Canines-N-Kids aims to end cancers kids and man’s best friend have in common
Photos Courtesy Canines-N-Kids
Children and dogs have a lot in common and a very special connection. As newborns, both are without question the cutest little things on the planet! You want to hold them, talk in silly voices to them, teach them new things, and most of all, give them every bit of your unconditional love. Unfortunately, their commonalities don’t end there. Each year in the United States, 16,000 children and six million dogs develop cancer – and both groups develop cancers that are similar in nature, including bone and brain cancers, leukemia and lymphoma.
Ulrike Szalay is on a mission to help both populations. She is the CEO and President of Canines-N-Kids, a non-profit organization she began with the sole goal to “crush cancer at both ends of the leash.” Szalay launched Canines-N-Kids (CNK) in 2017 after her tenure at a biotech company that was working on a cancer killing viral technology that targeted cancer cells without the toxicities of chemotherapies. After conducting clinical trials with the drug in both adult human and canine cancer patients, company researchers realized the approach might benefit both groups. Fascinated by these findings, Ulrike decided something had to be done to accelerate progress in both populations. But what?
Fighting the C-Word with the A-Team
Szalay began contacting both pediatric and veterinary oncologists in the United States and around the world. Through her hard work, contacts and history in the field, she assembled a stellar team of doctors and researchers committed to building comparative research on bone cancers, brain tumors, lymphoma and leukemia. She also established the organization’s highly regarded Paws for a Cure Research Symposium which identifies the most promising projects and encourages researchers to work together.
“We are looking at research that aligns basic data between shared childhood and canine cancers in order to better understand the genetics of those cancers and the fundamental biology of cancer development,” Szalay said. “We’re looking at how cancer spreads and comes back, as well as how tumors respond to new therapies and whether we can minimize the toxicity of treatments in our most vulnerable patients – two and four-legged.”
Playing With the Big Dogs
As you can imagine, an effort of this magnitude requires tremendous support to attract volunteers, donors, and partners to its cause. It is important to Szalay that the foundation perform not just top notch science but conduct fundraising programs people can connect with in their hearts.
Through creative, grassroots fundraising efforts that include an annual dog bowl challenge (where you and your pup race to clean your dog bowl – don’t worry, you don’t have to eat dog food or treats!), community dog washes, and more traditional fundraisers like marathons and golf tournaments, CNK has steadily increased its fundraising efforts. It has also built serious awareness of its mission. Today, the group has partnerships with such notables as the Petco Foundation, Blue Buffalo Foundation, the V Foundation, and national drug research and manufacturer Lilly.

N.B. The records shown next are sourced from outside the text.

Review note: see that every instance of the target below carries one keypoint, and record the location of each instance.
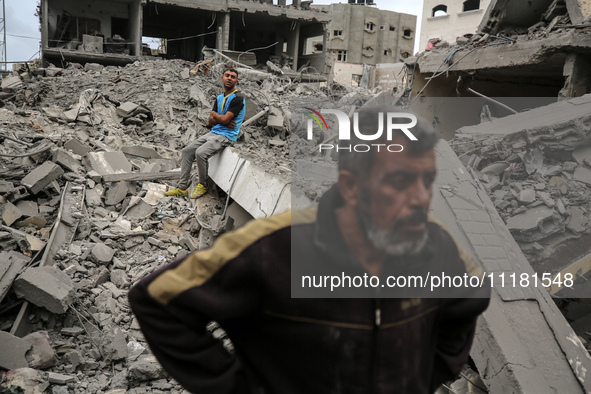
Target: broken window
(439, 10)
(471, 5)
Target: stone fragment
(41, 355)
(545, 197)
(66, 160)
(582, 174)
(105, 163)
(11, 214)
(577, 222)
(102, 254)
(120, 278)
(47, 287)
(527, 196)
(29, 380)
(72, 331)
(93, 67)
(58, 378)
(13, 351)
(42, 176)
(535, 224)
(115, 345)
(146, 368)
(126, 109)
(27, 207)
(560, 206)
(116, 193)
(581, 153)
(77, 147)
(188, 241)
(140, 151)
(92, 198)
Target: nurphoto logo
(344, 134)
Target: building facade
(449, 19)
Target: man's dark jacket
(302, 345)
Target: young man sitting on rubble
(226, 117)
(359, 340)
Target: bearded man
(360, 337)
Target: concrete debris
(41, 355)
(117, 148)
(13, 351)
(47, 287)
(29, 380)
(42, 176)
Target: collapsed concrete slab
(506, 14)
(42, 176)
(236, 176)
(13, 351)
(47, 287)
(507, 347)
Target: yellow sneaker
(177, 192)
(199, 191)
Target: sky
(21, 21)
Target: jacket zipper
(377, 321)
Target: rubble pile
(539, 181)
(85, 156)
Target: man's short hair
(360, 163)
(233, 70)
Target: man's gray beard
(389, 241)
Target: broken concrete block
(66, 160)
(42, 176)
(583, 175)
(577, 222)
(47, 287)
(527, 196)
(188, 241)
(126, 109)
(535, 224)
(108, 163)
(11, 214)
(139, 209)
(93, 67)
(116, 193)
(141, 151)
(28, 380)
(41, 355)
(102, 254)
(93, 199)
(28, 208)
(275, 119)
(77, 147)
(58, 378)
(120, 279)
(13, 351)
(146, 368)
(115, 345)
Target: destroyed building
(110, 32)
(447, 20)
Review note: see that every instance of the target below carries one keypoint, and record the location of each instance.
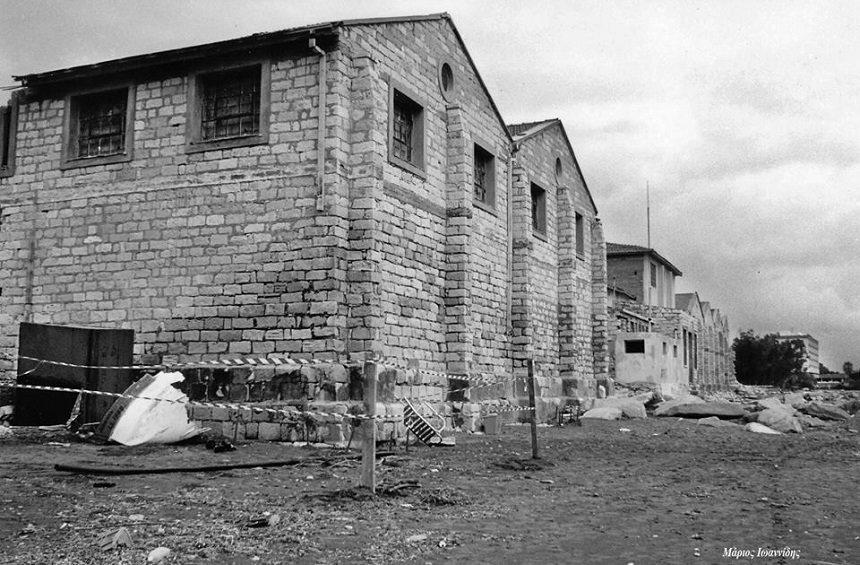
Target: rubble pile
(756, 409)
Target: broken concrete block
(824, 411)
(755, 427)
(663, 407)
(715, 422)
(780, 419)
(630, 407)
(604, 413)
(700, 409)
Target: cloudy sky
(742, 116)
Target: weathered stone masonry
(250, 249)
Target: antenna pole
(648, 210)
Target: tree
(767, 360)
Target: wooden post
(530, 382)
(368, 451)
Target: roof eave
(172, 56)
(546, 125)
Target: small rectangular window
(99, 127)
(228, 107)
(580, 236)
(538, 210)
(484, 177)
(101, 124)
(230, 104)
(406, 131)
(7, 140)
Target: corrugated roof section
(523, 128)
(621, 249)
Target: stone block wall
(709, 365)
(254, 250)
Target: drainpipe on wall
(510, 265)
(31, 264)
(312, 43)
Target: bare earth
(667, 491)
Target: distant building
(643, 272)
(811, 364)
(673, 340)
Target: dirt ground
(666, 491)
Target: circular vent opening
(446, 80)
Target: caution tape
(393, 363)
(229, 362)
(469, 388)
(229, 406)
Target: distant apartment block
(811, 364)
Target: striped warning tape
(393, 363)
(443, 394)
(229, 362)
(227, 405)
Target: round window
(446, 80)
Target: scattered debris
(522, 464)
(163, 419)
(760, 429)
(720, 409)
(664, 407)
(603, 413)
(158, 554)
(715, 422)
(265, 520)
(113, 539)
(631, 407)
(219, 444)
(399, 488)
(780, 419)
(445, 496)
(824, 411)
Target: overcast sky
(743, 116)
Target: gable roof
(326, 34)
(624, 250)
(689, 302)
(527, 130)
(620, 290)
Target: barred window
(98, 129)
(484, 176)
(580, 235)
(405, 130)
(538, 210)
(101, 124)
(231, 104)
(404, 125)
(5, 137)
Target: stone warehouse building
(655, 335)
(332, 191)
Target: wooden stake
(530, 381)
(368, 452)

“Love is at the center of everything we do.” Szalay said. “One of the really compelling parts of this is that when you work with children who are battling cancer and then you see a dog who is battling cancer, you see the common thread, they just want to get it over with and get back to playing. They don’t complain. This is so inspiring to me. The wisdom of children and dogs keeps me going every day.”
For more information, or to get involved with Canines-N-Kids, visit caninesnkids.org.
Comparative Research for the Win
Pediatric cancers are not like adult cancers. In fact, they’re about 90% different from adult cancers. And sadly, pediatric cancer research is grossly underfunded in this country. Need proof? In the last 40 years, there have been just four new cancer drugs developed for kids and their unique cancers.
Part of the problem lies in the number of patients clinical trials need to be conducted. Thankfully, there are only 500 to 800 children a year diagnosed with osteosarcoma, a cancer diagnosed in 50,000 dogs annually and one that is shared both biologically and genomically between canines and children. The larger number of pups with osteosarcoma means a greater number of clinical trials and critical discoveries that are helping both populations. It’s a true win-win and it’s spreading: today the same concept is advancing studies in aggressive brain tumors (glioblastoma) in kids and dogs, lymphoma and other cancers.
“You might not have thought about it before, but canines live parallel lives to their humans,” Szalay said. “They walk on the same floors in your house that are cleaned with the same cleaning products; they breathe in the same air; and sometimes, if they’ve been a good boy or girl, even eat the same food. It’s only natural that they might develop the same diseases.”